La crisis de la protesta y la manifestación

Granada por la Dignidad

 

-La protesta en la calle, en forma de Manifestación o de su hermana pobre la Concentración (que se hace cuando no se tiene claro que vaya a haber suficiente gente para manifestarse), es algo relativamente reciente. Antes de que las poblaciones occidentales fueran civilizadas, o domesticadas, como se prefiera, por el espíritu ilustrado, progresista y universalista kantiano que enarboló en el siglo XIX la dirigencia burguesa de los nuevos estados-nación, la gente no protestaba pacíficamente en las calles. Cuando alguna cosa que venía del poder contravenía sus intereses, siempre que le era posible, se amotinaba.

 

-El antecedente inmediato de la manifestación es una columna de campesinos que marcha desde su aldea hacia la casa del señor o hacia el cuartel de la guarnición, provista de antorchas, blandiendo hoces y horcas y dispuesta a quemar y pasar a cuchillo a quien les ha agraviado. Un ejemplo tardío y buen botón de muestra de que fue todo un proceso el pasar del motín a la manifestación pacífica lo tenemos en la Revolución del Petróleo de Alcoi, sucedida en 1873. Obreros recién proletarizados y ya no campesinos, molestos por la represión violenta de la huelga que mantenían en pro de la mejora de sus condiciones de trabajo, queman varias fábricas de la ciudad y el mismo ayuntamiento matando al alcalde y a todos los efectivos policiales. –

Hoy, en cambio, la manifestación dista mucho de ser ese acto de fuerza, de amenaza de pasar de las palabras a los hechos, y en su lugar se ha convertido en un ejercicio que se ubica fundamentalmente en planos simbólicos. Su mecánica es la de tratar de crear una presión de opinión pública en torno al poder que le erosione o deslegitime si no concede la reivindicación puesta sobre la mesa. Que incluso pueda llegar a descabalgarlo, normalmente en forma de dimisión ante la presión popular o de derrota en unos futuros comicios.

“Hoy, en la sociedad del Reino de España, el ejercicio del derecho constitucional a la manifestación y la protesta pública pierde a ojos vista capacidad de lograr sus objetivos y el acto de salir a la calle con una bandera o pancarta se convierte cada vez más en un gesto simbólico y auto-referencial sin capacidad de presionar de forma real al poder.”

-Por otra parte el poder es menos susceptible de ser influido por la presión social. Entre otras cosas porque con los años ha ido evolucionando y se ha ido haciendo más difuso. Hoy día es difícil saber hacia quien dirigir una reclamación política que desea realmente obtener algo. La gobernación se bifurca en entes estatales, autonómicos y locales. Sin tener en cuenta los supranacionales (la Unión Europea, por ejemplo). –

Y hablamos de la gobernación política, porque la de verdad que es la económica sigue en su discreta segunda línea, pagando a sus testaferros de los partidos políticos con sobornos, regalías y jubilaciones de lujo. Caso de poner en apreturas a un partido en el poder, el sistema se guarda en la manga el as del cambio de gobierno. 

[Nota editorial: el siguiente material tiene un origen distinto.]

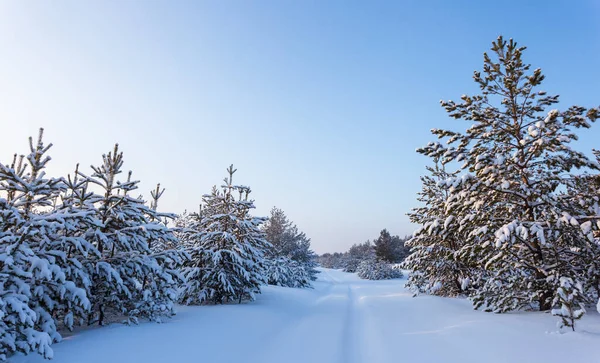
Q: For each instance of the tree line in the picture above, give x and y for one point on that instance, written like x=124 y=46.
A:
x=83 y=250
x=509 y=212
x=370 y=260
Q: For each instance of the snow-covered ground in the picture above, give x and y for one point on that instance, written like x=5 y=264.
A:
x=343 y=319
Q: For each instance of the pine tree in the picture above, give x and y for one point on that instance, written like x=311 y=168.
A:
x=384 y=247
x=516 y=162
x=569 y=298
x=128 y=279
x=227 y=263
x=435 y=261
x=377 y=270
x=290 y=247
x=40 y=281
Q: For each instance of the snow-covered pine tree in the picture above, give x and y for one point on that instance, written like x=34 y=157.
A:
x=128 y=279
x=384 y=248
x=40 y=282
x=290 y=247
x=358 y=253
x=435 y=261
x=516 y=160
x=568 y=297
x=227 y=263
x=373 y=269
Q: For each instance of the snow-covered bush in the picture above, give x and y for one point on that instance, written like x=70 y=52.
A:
x=286 y=272
x=227 y=251
x=377 y=270
x=290 y=244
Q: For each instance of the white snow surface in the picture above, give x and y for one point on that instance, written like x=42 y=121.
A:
x=342 y=320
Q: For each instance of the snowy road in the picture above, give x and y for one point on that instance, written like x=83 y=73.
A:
x=343 y=319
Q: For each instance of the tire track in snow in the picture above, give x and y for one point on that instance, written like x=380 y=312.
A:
x=350 y=341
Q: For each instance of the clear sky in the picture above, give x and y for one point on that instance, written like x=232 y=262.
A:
x=319 y=104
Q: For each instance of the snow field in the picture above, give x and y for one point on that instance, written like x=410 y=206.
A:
x=343 y=319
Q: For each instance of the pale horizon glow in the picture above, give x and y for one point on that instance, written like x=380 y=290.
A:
x=319 y=105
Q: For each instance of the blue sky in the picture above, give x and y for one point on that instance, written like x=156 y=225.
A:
x=319 y=104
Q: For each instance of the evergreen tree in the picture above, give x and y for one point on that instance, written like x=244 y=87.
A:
x=384 y=247
x=128 y=279
x=227 y=259
x=357 y=254
x=435 y=262
x=39 y=279
x=507 y=202
x=568 y=297
x=290 y=247
x=377 y=270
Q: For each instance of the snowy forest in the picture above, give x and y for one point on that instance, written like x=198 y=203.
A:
x=85 y=250
x=508 y=217
x=379 y=260
x=510 y=213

-El sistema partitocrático asegura la conveniente sucesión en el trono del poder de personajes que realizarán el mismo trabajo bajo distinta cobertura corporativa dando satisfacción así a la supuesta indignación popular, la cual desaparecerá con el cambio y la nueva venta de ilusión entre el electorado.

-La eclosión del partido “Podemos” es un ejemplo de manual de esta estrategia. Como resultas de todo ello el poder está más que preparado para resistir los embates de manifestaciones de cientos de miles e incluso de millones de personas.

-Por si fuera poco, el poder ha creado entre él mismo y las personas manifestantes una maraña de obstáculos. Como si fueran las trincheras, campos minados y alambradas de la primera guerra mundial, los manifestantes contra el poder tienen ante sí una infinidad de luchas de desgaste contra policías, ilegalidades de estos mismos policías, legislaciones, multas, procesos judiciales etc. Una suerte de carrera de obstáculos que deben de vencer antes de llegar a poder interpelar cara a cara a la propia autoridad.

-Otras formas de acción política como la Desobediencia Civil o la Acción Directa No-violenta, que se ejerce por ejemplo como forma de impedir desahucios, siguen proporcionando todavía algunas cuotas de éxito puntuales, si bien su futuro es también preocupante teniendo en cuenta la evolución de la sociedad hacia formas terriblemente individualistas de relacionarse y hacia una delegación máxima de funciones en los partidos políticos y los poderes estatales.